Department of Pharmacy, Maharajgunj Medical Campus (MMC), Institute of Medicine (IOM), Tribhuvan University, Kathmandu, Bagmati, Nepal.
Department of Clinical Microbiology, Tribhuvan University Institute of Medicine Maharajgunj Medical Campus, Kathmandu, Bagmati, Nepal.
BMJ Open. 2023 May 10;13(5):e067384. doi: 10.1136/bmjopen-2022-067384.
We sought to determine the prevalence and antimicrobial susceptibility pattern of methicillin-resistant (MRSA) isolated from the clinical samples at a tertiary care hospital in Nepal.
Cross-sectional, observational study design.
The study was carried out at a tertiary care facility, the largest public hospital, Tribhuvan University Teaching Hospital (TUTH), Nepal.
A total of 7433 clinical samples from hospital inpatients and outpatients available in the TUTH microbiology laboratory were examined. The study included clinical samples from the patients of either sex and across all age groups that had been clinically determined to have infections.
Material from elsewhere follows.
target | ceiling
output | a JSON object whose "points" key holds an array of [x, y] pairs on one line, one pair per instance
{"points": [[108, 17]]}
Of 7433 clinical samples analysed, was recovered from 499 (6.71%). The prevalence of MRSA was discovered to be 26.4% (95% CI 21.6% to 30.4%). The major sources of MRSA were pus, 71 (18.5%). MRSA isolates encountered 100% resistance to penicillin and cloxacillin, followed by ciprofloxacin (80.5%), erythromycin (79.8%), cephalexin (64.9%), cotrimoxazole (61.1%) and clindamycin (58.5%). Chloramphenicol (17.9%), and gentamicin (27.4%), on the other hand, exhibited minimal resistance. None of the isolates were resistant to vancomycin (0.0%). Prevalence of multidrug resistance (MDR) was markedly higher in MRSA, 94.05% (95% CI 89.4% to 98.6%), compared with methicillin-sensitive , 52.12% (95% CI 46.2% to 57.8%).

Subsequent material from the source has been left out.